Ziva pun segera menarik lengan Raja agar ikut dengannya keluar dari halaman rumah Mbah Sarjan. Mereka kembali mengendap-endap seperti tadi, agar tidak menimbulkan kecurigaan.

"Kita mau ke mana? Kembali ke desa?" tanya Raja, yang mulai menstarter motornya.

"Iya. Kita harus sampai di sana sebelum makhluk itu kembali lagi," jawab Ziva.

Motor itu segera melaju ke arah menuju Desa Gebang. Ziva mengeluarkan ponselnya dan mencoba menghubungi Tari.

"Halo, assalamu'alaikum Ziv. Ada apa?" tanya Tari.

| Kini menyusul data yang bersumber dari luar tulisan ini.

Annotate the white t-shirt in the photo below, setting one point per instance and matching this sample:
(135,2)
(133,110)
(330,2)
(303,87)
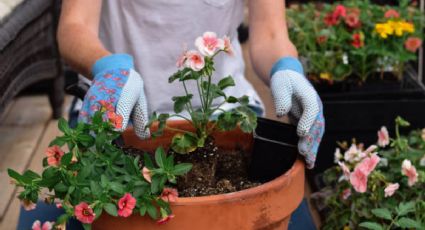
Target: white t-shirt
(155,33)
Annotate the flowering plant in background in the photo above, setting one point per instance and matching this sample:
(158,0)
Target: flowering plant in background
(197,66)
(355,39)
(380,187)
(86,174)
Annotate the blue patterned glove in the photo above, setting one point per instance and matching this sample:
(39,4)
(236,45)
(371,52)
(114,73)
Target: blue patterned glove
(294,96)
(116,83)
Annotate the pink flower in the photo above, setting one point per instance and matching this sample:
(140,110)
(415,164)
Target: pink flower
(358,180)
(165,219)
(208,44)
(345,170)
(54,155)
(194,60)
(46,225)
(412,44)
(383,137)
(409,170)
(390,189)
(147,174)
(169,195)
(28,205)
(227,46)
(346,193)
(368,164)
(84,213)
(115,119)
(126,205)
(391,13)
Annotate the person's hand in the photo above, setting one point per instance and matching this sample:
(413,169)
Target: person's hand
(118,84)
(294,96)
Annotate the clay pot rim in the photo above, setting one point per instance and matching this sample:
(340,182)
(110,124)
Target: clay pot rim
(278,183)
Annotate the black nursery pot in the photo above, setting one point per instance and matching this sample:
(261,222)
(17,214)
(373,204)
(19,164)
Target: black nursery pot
(274,151)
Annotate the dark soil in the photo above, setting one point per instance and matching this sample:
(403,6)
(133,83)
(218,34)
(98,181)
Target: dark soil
(214,171)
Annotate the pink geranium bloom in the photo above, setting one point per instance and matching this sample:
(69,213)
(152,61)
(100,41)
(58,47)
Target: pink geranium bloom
(84,213)
(28,205)
(115,119)
(169,195)
(412,44)
(46,225)
(391,13)
(126,205)
(208,44)
(54,155)
(147,174)
(368,164)
(383,137)
(194,60)
(346,193)
(390,189)
(358,180)
(165,219)
(345,170)
(409,170)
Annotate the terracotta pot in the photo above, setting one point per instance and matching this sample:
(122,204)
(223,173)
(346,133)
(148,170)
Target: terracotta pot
(268,206)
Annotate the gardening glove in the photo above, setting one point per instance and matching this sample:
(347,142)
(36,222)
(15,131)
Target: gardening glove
(118,84)
(294,96)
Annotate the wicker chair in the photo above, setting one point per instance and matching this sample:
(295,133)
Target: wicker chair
(29,53)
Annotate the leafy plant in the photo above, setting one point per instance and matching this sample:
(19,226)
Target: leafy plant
(198,67)
(378,190)
(353,40)
(95,176)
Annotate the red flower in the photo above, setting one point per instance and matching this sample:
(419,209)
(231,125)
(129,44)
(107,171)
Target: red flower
(115,119)
(84,213)
(321,39)
(357,40)
(54,155)
(391,14)
(352,20)
(412,44)
(126,205)
(169,195)
(165,219)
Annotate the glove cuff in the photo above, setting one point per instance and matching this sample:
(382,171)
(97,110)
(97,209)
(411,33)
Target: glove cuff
(287,63)
(114,61)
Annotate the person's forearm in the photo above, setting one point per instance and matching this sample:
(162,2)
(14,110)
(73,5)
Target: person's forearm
(80,47)
(269,40)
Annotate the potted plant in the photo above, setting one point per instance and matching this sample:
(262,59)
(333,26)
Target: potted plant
(377,188)
(194,170)
(358,55)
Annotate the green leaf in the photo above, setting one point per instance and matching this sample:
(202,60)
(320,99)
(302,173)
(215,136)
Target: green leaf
(181,102)
(371,225)
(382,213)
(66,159)
(184,143)
(408,223)
(117,187)
(160,157)
(15,175)
(111,209)
(63,126)
(405,208)
(226,82)
(181,169)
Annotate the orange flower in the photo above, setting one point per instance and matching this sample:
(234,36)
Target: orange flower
(412,44)
(115,119)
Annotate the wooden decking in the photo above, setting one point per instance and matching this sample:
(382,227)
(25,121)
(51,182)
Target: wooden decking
(26,129)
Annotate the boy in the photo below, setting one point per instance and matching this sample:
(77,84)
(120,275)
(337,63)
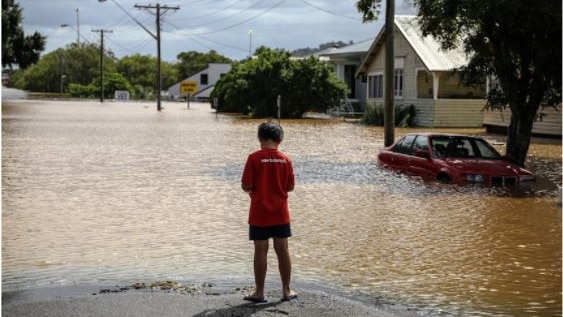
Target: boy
(267,178)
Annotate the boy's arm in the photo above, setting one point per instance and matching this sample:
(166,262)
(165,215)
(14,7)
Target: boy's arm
(246,188)
(290,187)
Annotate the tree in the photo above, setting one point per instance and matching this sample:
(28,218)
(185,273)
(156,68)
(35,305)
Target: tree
(140,71)
(17,48)
(192,62)
(79,65)
(517,42)
(112,81)
(252,87)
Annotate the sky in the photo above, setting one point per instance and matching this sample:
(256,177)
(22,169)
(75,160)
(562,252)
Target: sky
(232,28)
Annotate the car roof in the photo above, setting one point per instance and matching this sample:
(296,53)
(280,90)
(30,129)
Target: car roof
(432,134)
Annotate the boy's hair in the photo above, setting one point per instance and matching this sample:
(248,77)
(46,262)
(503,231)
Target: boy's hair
(270,131)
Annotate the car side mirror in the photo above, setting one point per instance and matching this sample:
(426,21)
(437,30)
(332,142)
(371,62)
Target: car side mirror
(422,153)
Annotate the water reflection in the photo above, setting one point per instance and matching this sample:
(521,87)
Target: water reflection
(119,191)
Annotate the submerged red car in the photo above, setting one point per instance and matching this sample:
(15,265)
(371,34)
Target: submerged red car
(452,158)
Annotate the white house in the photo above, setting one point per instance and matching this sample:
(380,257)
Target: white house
(346,60)
(426,76)
(205,80)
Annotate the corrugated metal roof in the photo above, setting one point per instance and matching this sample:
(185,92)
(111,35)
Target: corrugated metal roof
(428,49)
(356,48)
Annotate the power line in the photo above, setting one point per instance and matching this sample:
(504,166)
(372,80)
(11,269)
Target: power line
(193,37)
(244,21)
(328,11)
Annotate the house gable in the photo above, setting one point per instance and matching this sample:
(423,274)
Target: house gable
(205,79)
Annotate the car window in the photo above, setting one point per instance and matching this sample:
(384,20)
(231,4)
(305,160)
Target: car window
(462,147)
(405,145)
(421,143)
(439,146)
(486,150)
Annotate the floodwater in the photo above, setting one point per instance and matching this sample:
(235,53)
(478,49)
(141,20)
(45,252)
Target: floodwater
(118,191)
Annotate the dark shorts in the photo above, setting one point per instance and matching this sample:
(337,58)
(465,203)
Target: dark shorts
(265,233)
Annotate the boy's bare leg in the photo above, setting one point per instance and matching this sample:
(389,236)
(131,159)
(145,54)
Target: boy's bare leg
(284,262)
(260,266)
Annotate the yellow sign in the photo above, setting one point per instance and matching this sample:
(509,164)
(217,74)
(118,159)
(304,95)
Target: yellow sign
(188,87)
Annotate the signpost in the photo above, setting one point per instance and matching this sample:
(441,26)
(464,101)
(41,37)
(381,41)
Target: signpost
(188,87)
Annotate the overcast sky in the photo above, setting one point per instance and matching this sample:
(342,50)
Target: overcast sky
(201,25)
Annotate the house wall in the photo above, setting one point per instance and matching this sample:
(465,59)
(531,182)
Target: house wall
(213,71)
(463,113)
(550,123)
(411,63)
(448,113)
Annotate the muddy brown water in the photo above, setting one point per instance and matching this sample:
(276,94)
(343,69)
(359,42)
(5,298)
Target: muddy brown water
(118,191)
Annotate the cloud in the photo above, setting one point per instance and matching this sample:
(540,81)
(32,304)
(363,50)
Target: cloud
(200,25)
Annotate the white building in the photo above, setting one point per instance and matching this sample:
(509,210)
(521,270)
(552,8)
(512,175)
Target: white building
(205,80)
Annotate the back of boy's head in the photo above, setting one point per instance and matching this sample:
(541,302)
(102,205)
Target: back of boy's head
(270,131)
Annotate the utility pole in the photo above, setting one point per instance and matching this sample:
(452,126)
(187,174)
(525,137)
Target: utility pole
(101,31)
(389,108)
(158,14)
(250,43)
(77,27)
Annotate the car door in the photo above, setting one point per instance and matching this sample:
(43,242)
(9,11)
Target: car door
(421,166)
(402,154)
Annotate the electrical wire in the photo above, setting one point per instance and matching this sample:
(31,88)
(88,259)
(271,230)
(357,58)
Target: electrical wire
(243,21)
(329,12)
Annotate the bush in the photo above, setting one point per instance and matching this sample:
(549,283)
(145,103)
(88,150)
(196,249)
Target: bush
(404,115)
(253,86)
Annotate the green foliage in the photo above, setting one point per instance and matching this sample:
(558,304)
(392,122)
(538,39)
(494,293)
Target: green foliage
(18,48)
(518,42)
(78,64)
(370,9)
(192,62)
(140,71)
(112,81)
(404,115)
(252,87)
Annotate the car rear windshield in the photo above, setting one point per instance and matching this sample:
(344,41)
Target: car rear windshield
(463,147)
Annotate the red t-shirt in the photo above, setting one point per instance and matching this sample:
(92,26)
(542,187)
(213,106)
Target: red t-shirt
(269,173)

"Wa'alaikumsalam, Tar. Tolong beritahu Rasyid dan Mika untuk bersiap-siap di rumah Pak Mugi dan Pak Tarjo. Saat Raja tiba di sana, dia akan bersiap untuk ke rumah Pak Wagiman. Kita akan meruqyah ketiga korban itu sebelum waktu shalat maghrib benar-benar tiba," jawab Ziva.

"Oke. Aku akan menyuruh Rasyid dan Mika untuk bersiap-siap. Ruqyahnya pakai sisa air yang sudah didoakan, 'kan?" Tari ingin memastikan.

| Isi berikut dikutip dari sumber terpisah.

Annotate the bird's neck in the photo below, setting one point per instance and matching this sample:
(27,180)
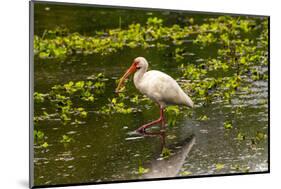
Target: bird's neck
(138,76)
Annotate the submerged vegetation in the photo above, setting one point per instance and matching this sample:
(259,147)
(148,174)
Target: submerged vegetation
(237,61)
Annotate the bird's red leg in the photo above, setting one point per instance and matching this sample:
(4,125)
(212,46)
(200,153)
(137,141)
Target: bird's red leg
(159,120)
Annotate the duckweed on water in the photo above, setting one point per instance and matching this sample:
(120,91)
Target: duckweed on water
(62,97)
(217,78)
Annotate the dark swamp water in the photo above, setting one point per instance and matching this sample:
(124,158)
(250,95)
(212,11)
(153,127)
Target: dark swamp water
(102,147)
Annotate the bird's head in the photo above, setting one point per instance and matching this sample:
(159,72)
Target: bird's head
(139,63)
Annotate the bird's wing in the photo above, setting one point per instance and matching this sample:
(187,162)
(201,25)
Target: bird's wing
(163,88)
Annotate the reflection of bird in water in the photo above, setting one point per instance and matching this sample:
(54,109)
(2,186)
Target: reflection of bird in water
(156,85)
(171,165)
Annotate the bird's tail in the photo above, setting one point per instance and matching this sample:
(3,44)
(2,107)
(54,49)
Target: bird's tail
(189,102)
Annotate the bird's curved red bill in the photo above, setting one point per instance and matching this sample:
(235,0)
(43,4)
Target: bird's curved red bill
(131,70)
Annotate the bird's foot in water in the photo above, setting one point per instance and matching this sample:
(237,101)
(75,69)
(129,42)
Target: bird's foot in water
(141,130)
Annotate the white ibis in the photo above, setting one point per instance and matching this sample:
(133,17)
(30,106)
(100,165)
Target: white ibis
(156,85)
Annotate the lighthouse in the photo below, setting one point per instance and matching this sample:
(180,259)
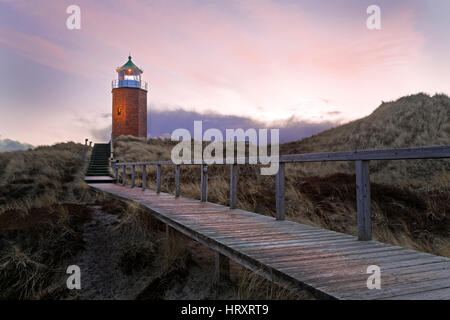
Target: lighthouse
(129,102)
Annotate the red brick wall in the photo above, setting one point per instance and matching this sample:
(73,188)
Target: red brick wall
(133,117)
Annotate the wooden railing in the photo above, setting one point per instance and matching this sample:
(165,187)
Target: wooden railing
(362,159)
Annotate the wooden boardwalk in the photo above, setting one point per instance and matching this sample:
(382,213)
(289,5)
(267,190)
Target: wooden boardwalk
(326,263)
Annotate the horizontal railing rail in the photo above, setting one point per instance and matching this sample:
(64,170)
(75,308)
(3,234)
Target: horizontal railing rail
(361,157)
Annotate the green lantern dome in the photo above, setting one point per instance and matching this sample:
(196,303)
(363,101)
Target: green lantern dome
(130,66)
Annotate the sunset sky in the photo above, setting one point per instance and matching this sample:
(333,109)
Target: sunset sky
(273,62)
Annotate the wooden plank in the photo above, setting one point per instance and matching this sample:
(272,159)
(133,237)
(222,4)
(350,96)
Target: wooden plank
(280,193)
(439,294)
(233,185)
(327,263)
(435,152)
(221,267)
(431,152)
(363,200)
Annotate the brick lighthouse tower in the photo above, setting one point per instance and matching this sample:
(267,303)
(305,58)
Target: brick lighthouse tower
(129,112)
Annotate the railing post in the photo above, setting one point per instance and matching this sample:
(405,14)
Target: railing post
(204,183)
(144,177)
(233,186)
(177,180)
(158,178)
(133,174)
(280,198)
(363,200)
(116,173)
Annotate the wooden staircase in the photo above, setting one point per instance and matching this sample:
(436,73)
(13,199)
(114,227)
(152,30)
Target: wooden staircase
(98,170)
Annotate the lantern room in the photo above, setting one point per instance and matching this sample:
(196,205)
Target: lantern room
(129,76)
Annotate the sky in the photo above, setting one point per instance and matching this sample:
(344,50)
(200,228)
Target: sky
(306,65)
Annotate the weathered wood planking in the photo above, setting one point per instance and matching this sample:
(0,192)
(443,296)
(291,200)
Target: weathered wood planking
(329,264)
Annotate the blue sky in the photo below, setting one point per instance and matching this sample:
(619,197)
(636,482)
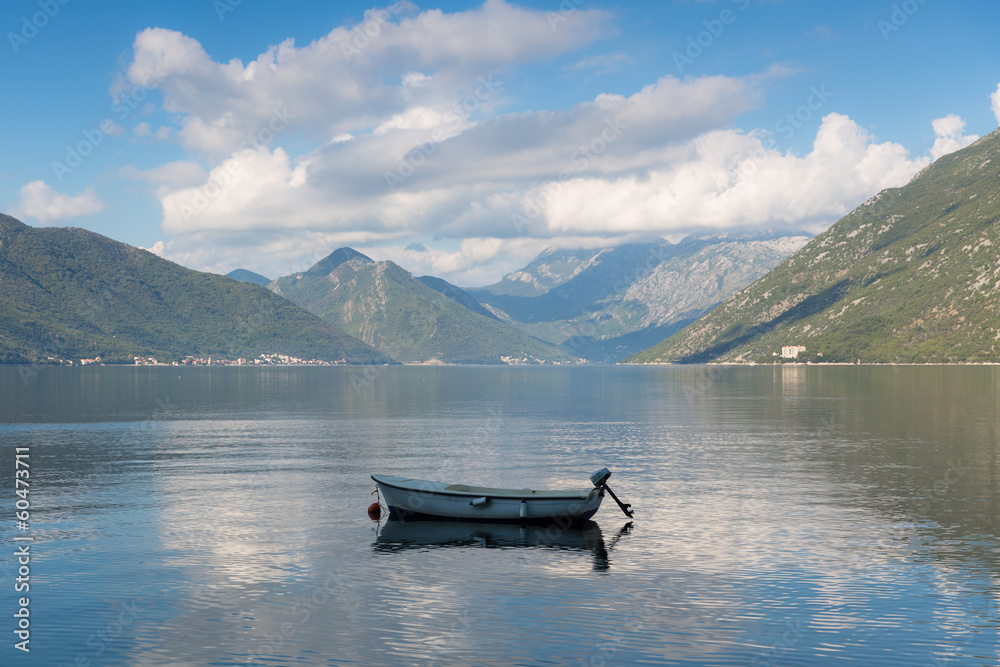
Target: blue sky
(462,138)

"Iya. Pakai sisa air yang sudah di doakan, Tar. Aku tutup dulu teleponnya, ya. Assalamu'alaikum."

"Wa'alaikumsalam."

Setelah selesai menghubungi Tari, Ziva pun kembali menyimpan ponselnya pada saku celana. Ia kemudian menatap Raja melalui pantulan kaca spion.

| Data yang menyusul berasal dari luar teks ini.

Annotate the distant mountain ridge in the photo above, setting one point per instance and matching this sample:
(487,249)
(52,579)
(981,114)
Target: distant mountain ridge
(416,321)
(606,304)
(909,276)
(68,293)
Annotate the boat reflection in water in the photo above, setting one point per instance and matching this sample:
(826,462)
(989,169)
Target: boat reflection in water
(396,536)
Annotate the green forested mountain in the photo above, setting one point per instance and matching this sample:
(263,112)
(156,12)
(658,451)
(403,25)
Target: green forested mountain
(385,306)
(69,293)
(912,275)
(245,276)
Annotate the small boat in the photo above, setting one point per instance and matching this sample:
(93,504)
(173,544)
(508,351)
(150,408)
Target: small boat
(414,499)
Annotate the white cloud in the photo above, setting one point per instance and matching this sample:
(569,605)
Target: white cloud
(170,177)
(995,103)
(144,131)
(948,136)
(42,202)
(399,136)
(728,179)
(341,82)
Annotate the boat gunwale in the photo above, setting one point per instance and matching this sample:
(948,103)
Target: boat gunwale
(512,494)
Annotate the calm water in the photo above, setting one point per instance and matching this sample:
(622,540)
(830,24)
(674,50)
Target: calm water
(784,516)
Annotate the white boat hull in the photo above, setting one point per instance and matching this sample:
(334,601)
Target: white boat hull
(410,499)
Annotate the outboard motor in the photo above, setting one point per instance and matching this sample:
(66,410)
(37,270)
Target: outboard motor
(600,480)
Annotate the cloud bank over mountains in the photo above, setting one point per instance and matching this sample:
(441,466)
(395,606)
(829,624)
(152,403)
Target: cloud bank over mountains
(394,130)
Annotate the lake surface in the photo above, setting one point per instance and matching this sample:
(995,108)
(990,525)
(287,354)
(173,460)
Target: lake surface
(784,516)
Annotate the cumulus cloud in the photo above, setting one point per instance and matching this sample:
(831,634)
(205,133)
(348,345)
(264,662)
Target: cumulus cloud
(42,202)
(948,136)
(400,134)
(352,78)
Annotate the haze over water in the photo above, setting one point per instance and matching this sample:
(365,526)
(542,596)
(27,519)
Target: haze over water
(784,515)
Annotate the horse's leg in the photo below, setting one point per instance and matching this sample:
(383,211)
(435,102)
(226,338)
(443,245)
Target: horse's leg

"Ja, kamu siap untuk membantu proses ruqyah terhadap Pak Wagiman, 'kan?" tanya Ziva.

"Insya Allah aku siap, Ziv. Lalu, kamu akan berada di mana saat proses ruqyah terhadap ketiga korban itu dilaksanakan?" tanya Raja.

"Aku akan berada di luar ketiga rumah itu, Ja. Tari dan Hani juga akan ada bersamaku," jawab Ziva.

Motor itu akhirnya tiba di Desa Gebang. Raja langsung pergi ke rumah milik Wagiman, setelah melihat Rasyid dan Mika yang sudah siap di rumah milik Tarjo dan Mugi. Pintu ketiga rumah itu kembali ditutup rapat setelah ketiga pria tadi masuk ke sana. Tari dan Hani meminta warga untuk menunggu saja di depan rumah Pak RT dan tidak mendekat ke halaman rumah ketiga korban tersebut. Ziva berdiri di halaman rumah Tarjo, tepat di tengah-tengah antara halaman rumah Mugi dan Wagiman. Proses ruqyah terhadap ketiga korban sudah dimulai di dalam rumah itu. Teriakan-teriakan dari semua korban yang sakit pun terdengar sangat keras hingga ke rumah seberang. Beberapa orang yang mendengar suara-suara teriakan, mendadak bisa membayangkan seberapa sakit yang dirasakan oleh ketiga korban akibat menerima teluh beras kuning tersebut.

Ziva membaca doa dan ayat kursi di dalam hati berulang-ulang kali. Ia tahu bahwa sebentar lagi akan ada yang datang secara langsung ke hadapannya. Karena proses ruqyah yang sedang berlangsung sudah membuat ritual teluh beras kuning hampir tidak bisa dilanjutkan.